Também hoje foi determinada a suspensão da prisão domiciliar de Francisco Manoel de Carvalho. Chiquinho da Mangueira (PSC) aguardava julgamento em casa com tornozeleira eletrônica, conforme decisão do STJ (Superior Tribunal de Justiça), no dia 16 de janeiro.
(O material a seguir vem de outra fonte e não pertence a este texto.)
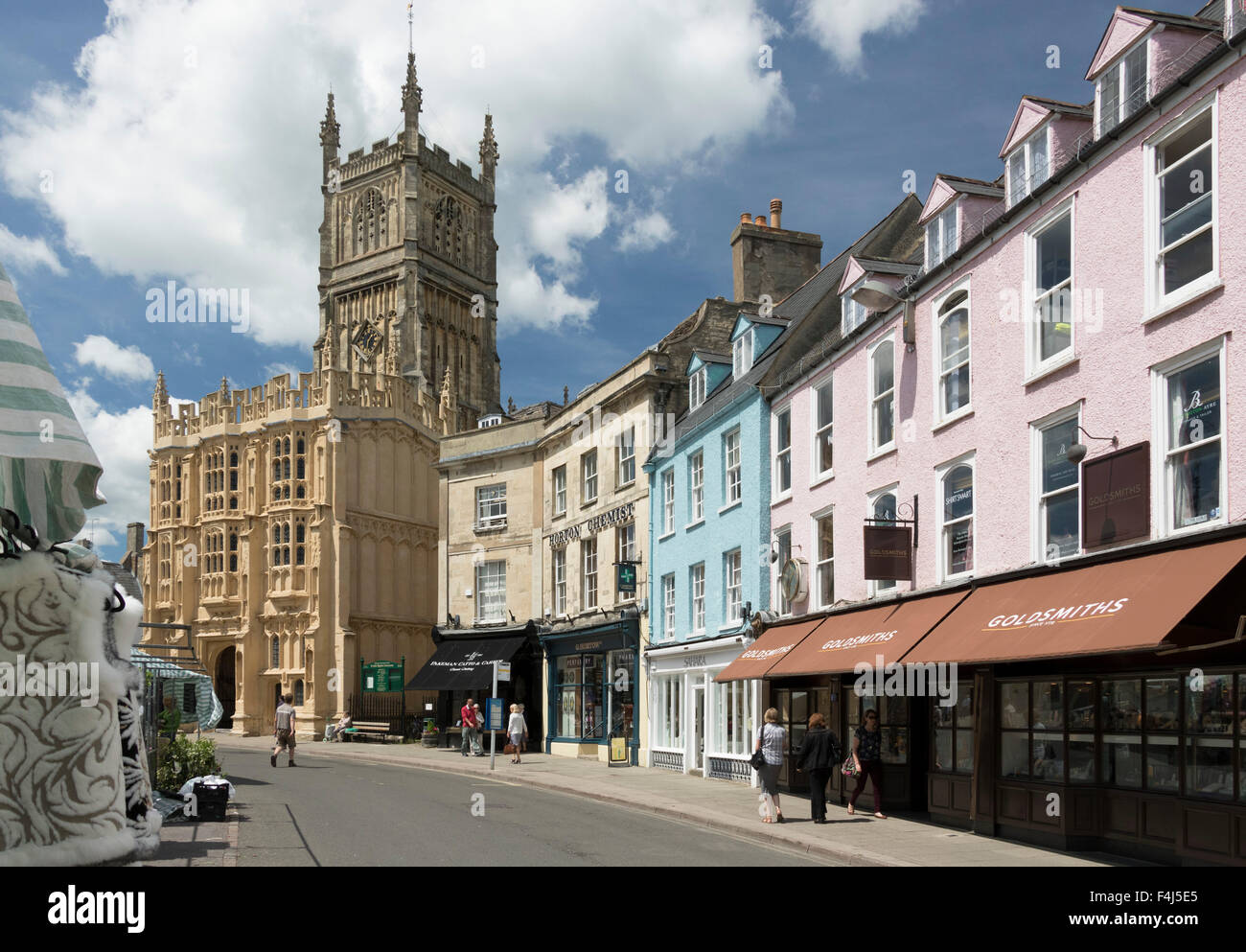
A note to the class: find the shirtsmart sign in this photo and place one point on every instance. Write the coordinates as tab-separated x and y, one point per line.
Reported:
1055	615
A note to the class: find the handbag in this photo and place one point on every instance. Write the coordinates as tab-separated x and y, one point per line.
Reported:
758	760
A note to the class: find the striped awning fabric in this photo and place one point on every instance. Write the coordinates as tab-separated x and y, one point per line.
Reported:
48	469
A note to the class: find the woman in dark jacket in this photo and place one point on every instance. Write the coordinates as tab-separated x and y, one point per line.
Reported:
819	755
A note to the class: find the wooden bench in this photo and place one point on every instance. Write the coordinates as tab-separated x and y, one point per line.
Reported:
366	728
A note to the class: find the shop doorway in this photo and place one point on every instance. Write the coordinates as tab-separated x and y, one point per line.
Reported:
223	683
698	698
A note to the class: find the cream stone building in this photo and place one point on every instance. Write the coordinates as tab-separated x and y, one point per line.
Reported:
294	524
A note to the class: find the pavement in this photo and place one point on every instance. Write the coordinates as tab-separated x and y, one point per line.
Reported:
719	805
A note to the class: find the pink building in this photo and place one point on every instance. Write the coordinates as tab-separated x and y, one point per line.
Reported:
1097	283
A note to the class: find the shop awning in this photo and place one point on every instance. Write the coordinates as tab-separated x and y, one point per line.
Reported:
863	636
1130	605
768	651
464	664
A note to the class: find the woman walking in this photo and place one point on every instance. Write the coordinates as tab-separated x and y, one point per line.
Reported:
518	729
819	755
866	753
772	740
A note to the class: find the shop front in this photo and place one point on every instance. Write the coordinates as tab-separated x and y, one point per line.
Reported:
698	726
592	677
462	667
1107	708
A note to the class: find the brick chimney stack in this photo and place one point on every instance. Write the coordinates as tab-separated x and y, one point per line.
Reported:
768	259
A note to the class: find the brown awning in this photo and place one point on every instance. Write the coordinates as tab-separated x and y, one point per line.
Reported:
863	636
1132	605
768	651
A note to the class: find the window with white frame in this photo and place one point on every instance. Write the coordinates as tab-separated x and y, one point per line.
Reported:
560	582
627	457
742	354
588	572
783	452
731	466
668	606
668	502
1183	227
698	589
588	477
1192	439
560	491
734	580
825	561
1050	329
941	237
823	429
1121	88
1028	166
956	520
697	389
954	356
883	402
697	482
624	541
491	592
1059	499
883	508
783	544
491	506
852	313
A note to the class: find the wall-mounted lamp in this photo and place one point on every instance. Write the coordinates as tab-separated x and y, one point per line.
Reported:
1078	452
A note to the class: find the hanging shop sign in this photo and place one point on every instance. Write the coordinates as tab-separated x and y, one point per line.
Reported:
619	515
1117	496
888	553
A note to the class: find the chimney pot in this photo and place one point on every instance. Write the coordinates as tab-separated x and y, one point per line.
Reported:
775	213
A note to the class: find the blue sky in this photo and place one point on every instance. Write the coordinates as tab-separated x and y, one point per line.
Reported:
188	149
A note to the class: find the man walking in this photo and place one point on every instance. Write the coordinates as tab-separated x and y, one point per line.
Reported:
469	720
285	729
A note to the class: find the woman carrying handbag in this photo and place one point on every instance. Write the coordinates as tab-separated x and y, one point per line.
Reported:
772	741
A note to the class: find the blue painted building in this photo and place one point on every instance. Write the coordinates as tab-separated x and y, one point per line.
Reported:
709	557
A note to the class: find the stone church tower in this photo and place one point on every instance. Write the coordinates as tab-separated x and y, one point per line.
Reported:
294	523
409	265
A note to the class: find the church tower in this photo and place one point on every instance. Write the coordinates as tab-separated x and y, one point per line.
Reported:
409	265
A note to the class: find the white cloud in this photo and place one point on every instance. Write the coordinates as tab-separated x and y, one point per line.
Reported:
25	254
113	360
188	149
839	26
646	232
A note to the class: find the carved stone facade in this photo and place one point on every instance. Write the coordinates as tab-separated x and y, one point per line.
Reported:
294	524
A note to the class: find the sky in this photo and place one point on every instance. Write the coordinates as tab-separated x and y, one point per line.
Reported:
146	141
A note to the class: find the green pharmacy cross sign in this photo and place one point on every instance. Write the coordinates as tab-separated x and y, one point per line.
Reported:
626	577
381	676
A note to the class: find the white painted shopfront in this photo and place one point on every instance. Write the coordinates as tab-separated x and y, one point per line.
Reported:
696	726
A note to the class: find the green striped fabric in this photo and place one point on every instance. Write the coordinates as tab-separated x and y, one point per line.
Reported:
48	469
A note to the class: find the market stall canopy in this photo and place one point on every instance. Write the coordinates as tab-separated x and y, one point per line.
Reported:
48	469
768	651
1128	605
865	635
464	664
207	707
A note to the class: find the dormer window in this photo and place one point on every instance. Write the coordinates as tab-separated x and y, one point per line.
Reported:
852	313
941	237
697	389
1121	88
1028	167
742	354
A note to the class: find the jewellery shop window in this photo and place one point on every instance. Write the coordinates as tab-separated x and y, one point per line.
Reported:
892	722
954	731
581	697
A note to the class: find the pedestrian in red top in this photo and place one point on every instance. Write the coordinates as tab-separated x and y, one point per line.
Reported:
469	720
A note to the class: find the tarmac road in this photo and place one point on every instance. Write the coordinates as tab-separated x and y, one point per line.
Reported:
339	813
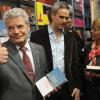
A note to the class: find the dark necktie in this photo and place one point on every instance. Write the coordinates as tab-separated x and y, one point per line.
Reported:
27	63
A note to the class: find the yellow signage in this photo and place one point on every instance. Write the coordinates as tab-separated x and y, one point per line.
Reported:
39	8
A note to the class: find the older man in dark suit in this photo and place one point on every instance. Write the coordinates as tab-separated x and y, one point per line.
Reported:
17	81
61	51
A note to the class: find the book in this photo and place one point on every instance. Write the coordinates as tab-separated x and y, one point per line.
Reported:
93	67
50	81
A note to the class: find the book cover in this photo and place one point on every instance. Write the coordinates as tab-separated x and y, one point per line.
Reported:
95	69
52	80
56	77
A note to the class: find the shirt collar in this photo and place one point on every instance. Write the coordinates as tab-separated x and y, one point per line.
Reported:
26	45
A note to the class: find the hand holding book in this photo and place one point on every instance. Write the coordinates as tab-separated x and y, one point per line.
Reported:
51	82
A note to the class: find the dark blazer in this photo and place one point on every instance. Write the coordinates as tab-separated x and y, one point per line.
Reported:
72	71
15	83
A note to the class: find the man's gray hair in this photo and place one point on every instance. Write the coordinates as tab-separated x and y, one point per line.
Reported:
16	12
59	5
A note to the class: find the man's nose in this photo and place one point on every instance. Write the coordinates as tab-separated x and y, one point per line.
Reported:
16	30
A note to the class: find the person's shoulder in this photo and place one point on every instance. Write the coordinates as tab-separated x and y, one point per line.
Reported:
44	28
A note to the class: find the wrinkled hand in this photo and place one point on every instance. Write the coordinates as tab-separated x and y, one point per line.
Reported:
90	74
54	91
3	54
76	94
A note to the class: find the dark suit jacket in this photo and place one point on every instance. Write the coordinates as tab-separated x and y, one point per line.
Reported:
72	71
15	83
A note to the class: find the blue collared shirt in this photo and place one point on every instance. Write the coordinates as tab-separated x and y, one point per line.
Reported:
57	46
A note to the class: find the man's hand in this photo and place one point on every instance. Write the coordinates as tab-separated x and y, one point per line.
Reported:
3	54
76	94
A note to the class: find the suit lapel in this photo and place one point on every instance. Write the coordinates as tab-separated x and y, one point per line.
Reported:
35	58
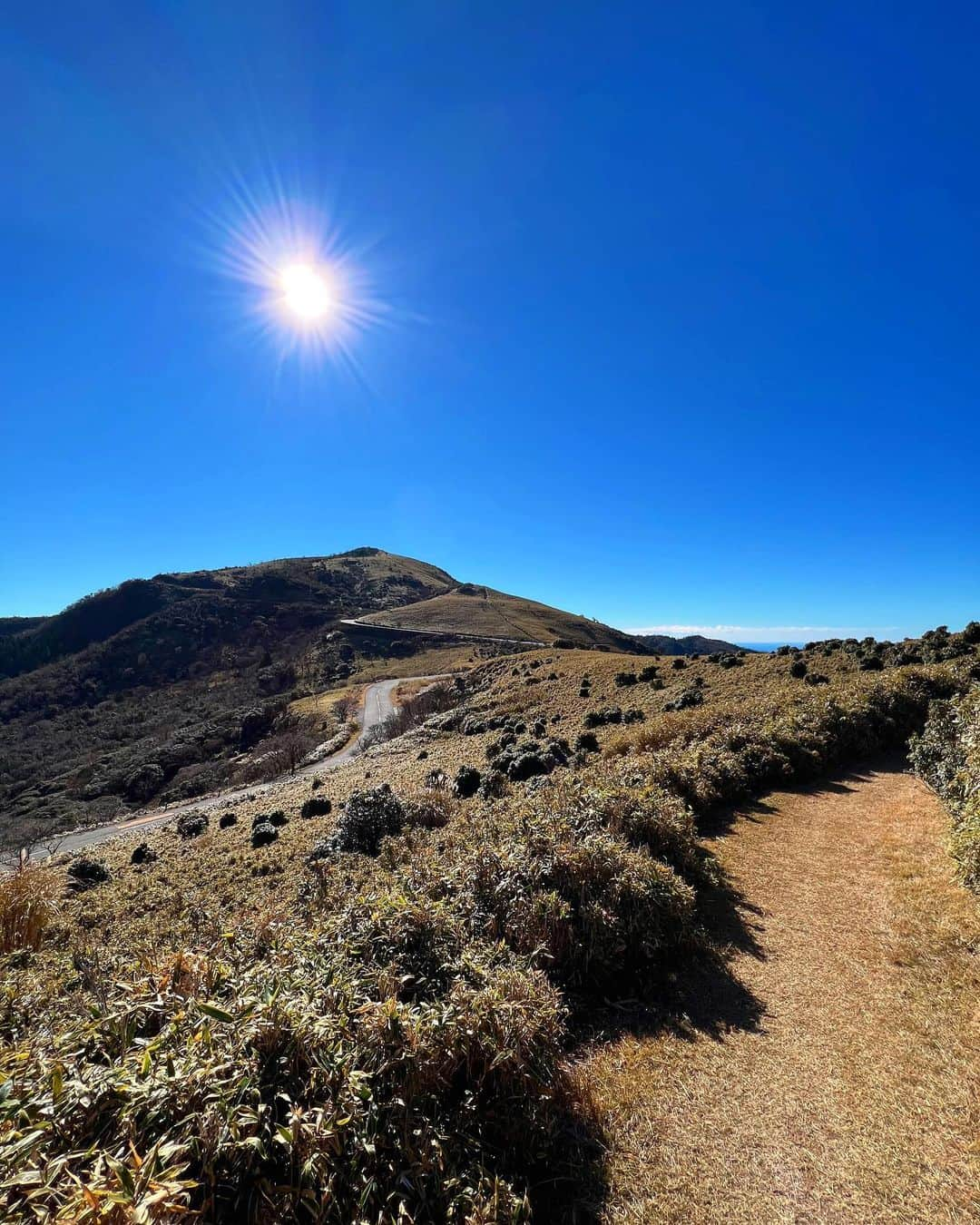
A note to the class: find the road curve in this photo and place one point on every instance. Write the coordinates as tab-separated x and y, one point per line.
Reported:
377	707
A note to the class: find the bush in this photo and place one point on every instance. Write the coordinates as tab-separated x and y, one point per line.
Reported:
263	833
685	700
427	810
368	818
86	874
466	783
299	1073
946	755
143	854
191	825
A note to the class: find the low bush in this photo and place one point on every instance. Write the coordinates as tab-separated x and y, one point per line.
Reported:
298	1073
946	755
263	833
191	825
466	783
367	818
316	806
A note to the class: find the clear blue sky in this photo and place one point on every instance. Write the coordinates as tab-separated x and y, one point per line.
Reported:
678	305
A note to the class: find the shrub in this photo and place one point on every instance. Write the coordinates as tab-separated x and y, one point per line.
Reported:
143	854
191	825
427	810
277	818
263	833
316	806
685	700
301	1074
86	874
368	818
946	755
466	783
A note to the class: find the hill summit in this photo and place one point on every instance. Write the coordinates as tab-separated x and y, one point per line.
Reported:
165	688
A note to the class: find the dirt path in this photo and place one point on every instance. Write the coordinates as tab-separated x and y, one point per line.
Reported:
844	1084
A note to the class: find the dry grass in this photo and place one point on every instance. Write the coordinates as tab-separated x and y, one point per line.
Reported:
480	610
27	906
844	1088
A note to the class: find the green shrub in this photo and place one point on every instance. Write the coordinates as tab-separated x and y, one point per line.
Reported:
946	753
293	1087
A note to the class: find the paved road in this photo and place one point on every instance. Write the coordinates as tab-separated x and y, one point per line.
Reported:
377	707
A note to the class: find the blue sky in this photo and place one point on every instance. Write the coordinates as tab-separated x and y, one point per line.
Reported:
669	312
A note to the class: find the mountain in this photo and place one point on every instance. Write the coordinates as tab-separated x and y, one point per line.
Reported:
480	612
152	690
692	644
167	688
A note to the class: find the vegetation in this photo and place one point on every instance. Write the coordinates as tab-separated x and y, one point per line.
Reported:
947	756
482	612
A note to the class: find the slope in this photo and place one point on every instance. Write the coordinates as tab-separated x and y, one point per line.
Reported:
480	610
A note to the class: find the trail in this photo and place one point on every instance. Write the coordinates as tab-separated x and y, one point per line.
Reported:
377	707
835	1075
O plenário da Alerj votou pela liberdade dos colegas na última terça-feira (22), depois que a ministra do STF (Supremo Tribunal Federal) Cármem Lúcia autorizou a Casa Legislativa a decidir sobre o caso de três deputados eleitos. No entanto, os parlamentares decidiram estender o benefício para outros dois que foram presos nas mesmas circunstâncias.  

Acusados de integrar um esquema chefiado pelo ex-governador Sérgio Cabral, os ex-parlamentares estavam presos, desde novembro de 2018, por ordem do TRF-2 (Tribunal Regional Federal da 2ª Região). 

Após a Alerj revogar as prisões, o relator do processo da Furna da Onça, o desembargador Abel Gomes, mandou recolher os mandados de prisão contra os ex-deputados, mas se negou a emitir os alvarás de soltura, já que no entendimento do Tribunal tal medida cabia à Casa Legislativa.